8. The method for selecting and recommending pesticides according to claim 7, characterized in that: The formula for calculating the predicted value of the inhibition rate is as follows: Among them, RQ is the predicted value of inhibition rate, P represents the polarity of the compound, F represents the concentration of the compound, T represents the time of the experimental cycle, D represents the dose, and a1, a2, a3, and a4 are weight parameters.

9. The method for selecting and recommending pesticides according to claim 1, characterized in that: Based on the experimental parameter optimization record, the steps of calling the pesticide action concentration and non-target biological toxicity parameters, extracting the action time, experimental cycle and inhibition rate threshold data, analyzing the cross-calculation relationship between the pesticide action time and the experimental cycle, and obtaining the recommended list of pesticide screening are as follows: S501: Based on the experimental parameter optimization record, the pesticide action concentration and non-target biological toxicity parameters are called item by item, and the pesticide action time and toxicity data are obtained by screening and comparing the action time, experimental cycle and inhibition rate threshold data; S502: using the pesticide action time and toxicity data, cross-calculating the pesticide action time and experimental cycle data, and calculating the dynamic matching relationship between the two, screening the corresponding action time interval and inhibition rate threshold in the experimental cycle, and obtaining the pesticide screening cycle matching result; S503: The screening results are verified step by step through the insecticide screening cycle matching results, and the matching insecticide data are screened according to the inhibition rate threshold and toxicity parameter requirements to obtain an insecticide screening recommendation list.

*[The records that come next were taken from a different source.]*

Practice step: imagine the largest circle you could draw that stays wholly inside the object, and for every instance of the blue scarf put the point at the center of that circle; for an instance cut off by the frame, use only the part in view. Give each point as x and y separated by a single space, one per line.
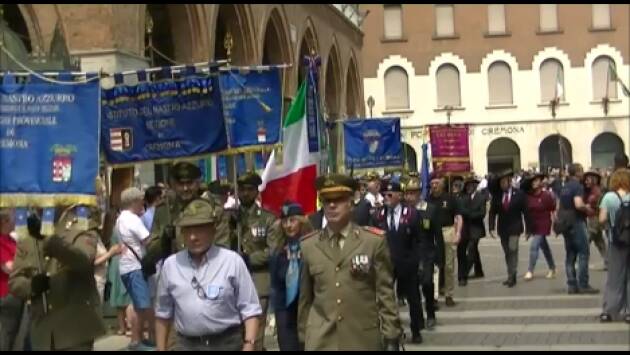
293 271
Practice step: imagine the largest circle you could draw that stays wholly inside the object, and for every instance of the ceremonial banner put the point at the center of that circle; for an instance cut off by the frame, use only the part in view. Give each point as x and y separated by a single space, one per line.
49 151
252 106
163 120
371 143
449 149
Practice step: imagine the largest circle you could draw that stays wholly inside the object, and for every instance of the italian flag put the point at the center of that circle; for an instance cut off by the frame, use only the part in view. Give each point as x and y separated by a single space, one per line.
292 176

10. A pesticide screening recommendation system, characterized in that: The method for screening and recommending pesticides according to any one of claims 1 to 9, wherein the system comprises: The cross-analysis module calculates the dynamic relationship between the molecular decomposition rate and environmental parameters based on the molecular structure parameters, environmental temperature parameters, pH parameters and soil type parameters of the compound, and cross-analyzes the dynamic impact of the molecular decomposition rate and environmental conditions to generate an environmental decomposition dynamic data set; The toxicity assessment module uses the environmental decomposition dynamic data set to analyze the dynamic changes of non-target biological exposure dose, exposure time and survival rate parameters to obtain non-target biological toxicity assessment results; The inhibitory dose normalization module performs normalized calculation on the ratio of the inhibitory dose to the decomposition rate of the compound according to the non-target biological toxicity assessment result, and generates a compound inhibition score table; The insecticide action time analysis module adjusts the dynamic response relationship between the inhibition rate and the experimental duration in the experiment through the compound inhibition score table, analyzes the insecticide action time and experimental concentration change parameters in the experimental cycle, and obtains the experimental parameter optimization record; The insecticide selection module uses the experimental parameter optimization records to organize the dynamic matching relationship between the insecticide action time, experimental cycle and inhibition rate threshold data to obtain an insecticide screening recommendation list.